Du rôle positif de l’exploitation et de la dissimulation des corps
Koltès (Bernard-Marie) 1980, Combat de nègre et de chiens (suivi des Carnets), Minuit, 1989
Résumé
Sur le chantier d’un pont en Afrique, un ouvrier noir est mort. Son frère vient réclamer le corps au chef du chantier, un blanc vieillissant qui attend l’arrivée de sa jeune et récente femme. Celui-ci lui propose un verre de bon whisky et de l’argent pour oublier la tradition, car son ingénieur s’est débarrassé du corps.
Commentaires
Cette pièce resserrée sur quatre personnages confronte les trois blancs – trois ensembles de représentations et réactions typiques face à l’Africain et l’Afrique : racisme, paternalisme, fantasme – à un homme intègre qui fait donc ressortir le piège de leurs représentations. Le chantier et le monde ouvrier, l’accident de travail sont les thèmes qui se mélangent à l’intrigue, et le prétexte à cette confrontation. Koltès se défend d’avoir voulu écrire sur l’Afrique, il ne la connaît pas assez bien. Mais il écrit sur le regard de l’Européen sur l’Afrique : certains monologues de l’Africain semblent décrire les documentaires d’époque comme « Les statues meurent aussi » de Chris Marker et Alain Resnais – cela dit une belle source. Koltès ne se permet pas non plus de parler de la condition ouvrière dans ces chantiers – seul l’ingénieur en témoigne – et la pièce est caractérisée par l’absence de la parole de l’ouvrier lui-même qu’on a tué ou de celles de ses compagnons. C’est là toute la symbolique recherchée par l’auteur : l’absurdité d’un monde occidental où le travailleur, celui qui crée la richesse, l’homme noir, l’ouvrier exploité par excellence (ce petit « négrillon » qui pédale dans la pièce arrirère pour activer le ventilateur…), est absent, écarté de la scène, caché derrière une superposition d’images créées par l’occidental, des représentations racistes aux fantasmes réducteurs de la jeune femme, qui subtilisent la parole de l’Africain, déforment l’homme derrière l’ouvrier. En cela, Koltès rejoint l’anticolonialisme radical de Franz Fanon et plus encore la pensée de Malcolm X et des Black Panthers qui annoncent les études de genre : le fait que les minorités ou classes dominées (noires, femmes, LGBT…) sont représentées dans le débat public par des membres des classes dominantes. En insistant sur cette absence, sur l’importance de rendre le corps de l’ouvrier africain tué, Koltès opère le lien entre les différentes luttes.
Passages retenus
p. 32 :
Il y a très longtemps, je dis à mon frère : je sens que j’ai froid ; il me dit : c’est qu’il y a un petit nuage entre le soleil et toi ; je luis dis : est-ce possible que ce petit nuage me fasse geler alors que tout autour de moi, les gens transpirent et le soleil les brûle ? Mon frère me dit : moi aussi, je gèle.
p. 83 :
La seule chose que j’ai apprise de vous, malgré vous, c’est qu’il n’y a pas assez de place dans votre tête et dans vos poches pour vos mensonges ; on finit par les voir.

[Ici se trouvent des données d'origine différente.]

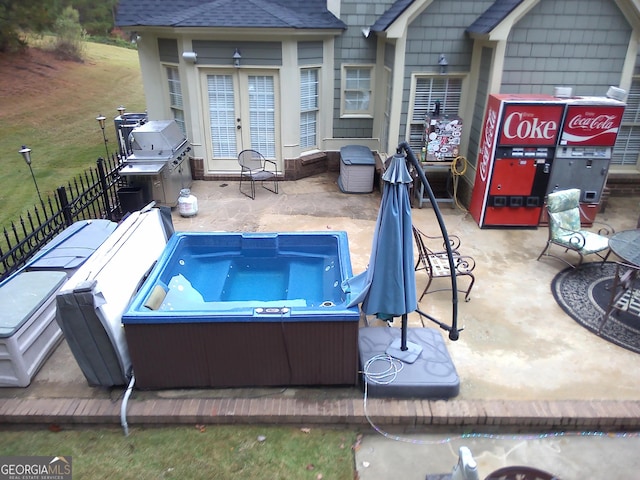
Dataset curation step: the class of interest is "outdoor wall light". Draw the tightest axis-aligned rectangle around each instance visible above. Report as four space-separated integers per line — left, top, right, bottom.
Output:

p. 105 : Quand reverrai-je une femme au fond de ce trou ? Je perds ma vie, au fond de ce trou ; je perds ce qui, ailleurs, seraient les meilleures années. A être seul, toujours seul, on finit par ne plus savoir son âge ; alors de te voir, je me suis souvenu du mien. Il va falloir que je l’oublie de nouveau. Et qu’est-ce que je suis, ici, qu’est-ce que je continue à être ? rien. Tout cela pour l’argent, bébé ; l’argent nous prend tout, même le souvenir de notre âge. Regarde cela. (Il montre ses mains.) Est-ce qu’on dirait encore des mains d’homme jeune ? Est-ce que tu as déjà vu des mains d’ingénieur, en France ? Mais, sans argent, à quoi ça nous servirait, d’être jeune, hein ? Finalement, je me demande, pourquoi, oui, pourquoi je vis.